Default council members: ['anthropic', 'gemini']

Based on QA testing (600 test cases, human + LLM auditors, Gwet's AC1):

Provider Agreement with Human Pros Cons Cost (per 1K)
Claude Sonnet 4.5 High (TBD) Fast, nuanced, good with context Higher cost ~$3.00
Gemini 3 Pro Medium (TBD) Lower cost, good multilingual Quota limits (Tier 1: 250 RPD) ~$1.25
OpenAI GPT-4 TBD Widely tested, reliable Higher cost ~$2.50
OpenAI GPT-4o-mini TBD Very cheap, fast Less nuanced ~$0.15

Recommended configurations:

// High accuracy (expensive)
council: {
  members: ['anthropic', 'gemini'],  // Best agreement with human
}

// Balanced (recommended)
council: {
  members: ['anthropic', 'openai'],  // Good accuracy, no quota issues
}

// Budget (cheaper)
council: {
  members: ['gemini', 'openai-mini'],  // Lower cost, still decent
}

// High volume (fast)
council: {
  members: ['openai-mini', 'gemini'],  // Faster responses
}

Known issues:

  • Gemini Tier 1: Only 250 requests/day (upgrade to Tier 2 for production)
  • Claude: Can be slower during peak times
  • Category precision: LLMs sometimes conflate violence with threats (see QA_ROUNDS.md)

Agreement patterns (from QA):

  • High agreement on clear violations (hate speech, explicit threats)
  • More disagreement on edge cases (confessions, ideation, context-dependent)
  • LLMs tend to be more conservative than human auditors

For detailed QA methodology and findings, see QA_ROUNDS.md.


Full Configuration

const moderator = new Moderator({
  // Provider selection
  provider: 'openai',  // 'openai' | 'perspective' | 'local-only'
  openaiApiKey: process.env.OPENAI_API_KEY,
  
  // Fast-path optimization
  fastPath: {
    enabled: true,
    localBlockThreshold: 0.85,    // Skip API, instant block
    localAllowThreshold: 0.10,    // Skip API, instant allow
    minLocalConfidence: 0.70,     // Required confidence for fast-path
    alwaysCheckCategories: ['self_harm', 'child_safety', 'threats'],
  },
  
  // Council configuration
  council: {
    enabled: true,
    members: ['anthropic', 'gemini'],  // Council voters
    escalateMin: 0.30,                  // Escalate if confidence >= 30%
    escalateMax: 0.70,                  // Escalate if confidence <= 70%
    sendSplitsToHuman: true,            // Split votes → human queue
    sendLowConfidenceToHuman: true,     // Low confidence majority → human queue
  },
  
  // Thresholds
  allowThreshold: 0.3,        // Severity < 30% = ALLOW
  denyThreshold: 0.7,         // Severity >= 70% = DENY
  confidenceThreshold: 0.7,   // Confidence < 70% = ESCALATE
  
  // Behavior
  normalizeText: true,      // Apply obfuscation detection
  analyzeContext: true,     // Evaluate intent/reclamation
});

Environment Variables

OPENAI_API_KEY=sk-...           # OpenAI Moderation API (free)
ANTHROPIC_API_KEY=sk-ant-...    # Claude (council member)
GOOGLE_API_KEY=...              # Gemini (council member)
PERSPECTIVE_API_KEY=...         # Google Perspective API

💰 Cost Optimization

Prompt Caching

council-mod uses prompt caching to reduce API costs by 85-90% for high-volume use.

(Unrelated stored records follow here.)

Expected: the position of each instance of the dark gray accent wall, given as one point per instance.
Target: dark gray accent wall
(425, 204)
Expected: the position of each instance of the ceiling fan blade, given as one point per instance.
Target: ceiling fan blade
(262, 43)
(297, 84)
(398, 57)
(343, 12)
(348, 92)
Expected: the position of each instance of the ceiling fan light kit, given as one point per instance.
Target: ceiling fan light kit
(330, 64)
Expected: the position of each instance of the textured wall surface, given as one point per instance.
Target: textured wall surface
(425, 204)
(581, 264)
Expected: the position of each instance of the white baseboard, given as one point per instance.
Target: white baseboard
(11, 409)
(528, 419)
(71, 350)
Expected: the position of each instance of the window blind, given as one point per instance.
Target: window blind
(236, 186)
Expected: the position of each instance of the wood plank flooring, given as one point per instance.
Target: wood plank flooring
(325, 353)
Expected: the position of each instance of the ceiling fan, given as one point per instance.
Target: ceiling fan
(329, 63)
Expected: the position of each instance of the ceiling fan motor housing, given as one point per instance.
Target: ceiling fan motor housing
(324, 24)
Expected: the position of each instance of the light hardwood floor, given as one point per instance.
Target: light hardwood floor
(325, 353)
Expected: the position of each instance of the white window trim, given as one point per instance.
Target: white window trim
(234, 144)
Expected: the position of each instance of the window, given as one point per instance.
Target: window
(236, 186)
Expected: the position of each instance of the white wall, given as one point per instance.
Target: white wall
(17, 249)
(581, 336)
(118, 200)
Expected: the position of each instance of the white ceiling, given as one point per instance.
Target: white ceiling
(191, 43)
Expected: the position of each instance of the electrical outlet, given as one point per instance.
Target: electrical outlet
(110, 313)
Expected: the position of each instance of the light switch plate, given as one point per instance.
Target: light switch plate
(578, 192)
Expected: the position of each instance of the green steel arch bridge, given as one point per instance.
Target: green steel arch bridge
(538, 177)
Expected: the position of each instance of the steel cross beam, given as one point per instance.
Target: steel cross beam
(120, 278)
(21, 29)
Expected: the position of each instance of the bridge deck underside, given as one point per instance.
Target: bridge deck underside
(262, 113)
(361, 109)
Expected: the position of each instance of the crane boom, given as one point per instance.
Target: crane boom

The moderation guidelines (~850 tokens) are cached and reused across requests.

Without caching:

  • 1,000 moderations × 950 tokens = 950K tokens ≈ $28

With caching (enabled by default):

  • First call: 950 tokens
  • Remaining 999 calls: ~100 tokens each = 100K tokens ≈ $3
  • Savings: ~$25 (89%)

Provider Support

Provider Caching Method Savings Notes
Claude Explicit cache_control ~90% Uses anthropic-beta header
Gemini systemInstruction ~80% Server-side caching
GPT-5.1 Automatic ~50% Cached tokens at half price
OpenAI Moderation N/A Free No caching needed

Configuration

// Caching is enabled by default
const moderator = new Moderator({
  anthropicApiKey: process.env.ANTHROPIC_API_KEY,
  googleApiKey: process.env.GOOGLE_API_KEY,
});

// Disable caching if needed (not recommended)
const provider = new AnthropicProvider({
  apiKey: process.env.ANTHROPIC_API_KEY,
  enableCaching: false,  // Default: true
});

Cache Statistics

// Get provider cache stats (for cost tracking)
const anthropicProvider = new AnthropicProvider({ apiKey: '...' });
// ... after some requests ...
console.log(anthropicProvider.getCacheStats());
// {
//   totalRequests: 100,
//   cacheHits: 99,
//   cacheCreations: 1,
//   inputTokens: 10000,
//   cachedTokens: 84150,
//   savingsPercent: '89.4'
// }

Best Practices

  1. High volume: Caching is most effective with sustained traffic (100+ req/hour)
  2. Batch processing: Process items in sequence, not parallel, for cache hits
  3. Session grouping: Group requests within 5-minute windows (cache TTL)
  4. Local first: Use quickCheck() for obvious cases to skip API entirely

API Reference

moderate(text: string): Promise<ExtendedModerationResult>

Main moderation method.

interface ExtendedModerationResult {
  action: FinalAction;                 // 'allow' | 'deny' | 'escalate'
  flagged: boolean;                    // true if action === 'deny'
  severity: number;                    // 0.0 - 1.0
  confidence: number;                  // Model confidence
  categories: CategoryScores;          // Per-category scores
  contextFactors: ContextFactors;      // Intent, target, reclamation, etc.
  flaggedSpans: FlaggedSpan[];         // Specific flagged terms
  normalized: string;                  // Text after normalization
  original: string;                    // Original input
  processingTimeMs: number;            // Latency
  tierInfo: TierInfo;                  // Which tier handled this
}

interface TierInfo {
  tier: 'local' | 'api' | 'council' | 'human';
  reason: string;
  localLatencyMs: number;
  apiLatencyMs?: number;
  councilLatencyMs?: number;
  skippedApi: boolean;
  skippedCouncil: boolean;
}

quickCheck(text: string): Promise<{ flagged, severity, latencyMs }>

Fast local-only check (~3ms). No API calls.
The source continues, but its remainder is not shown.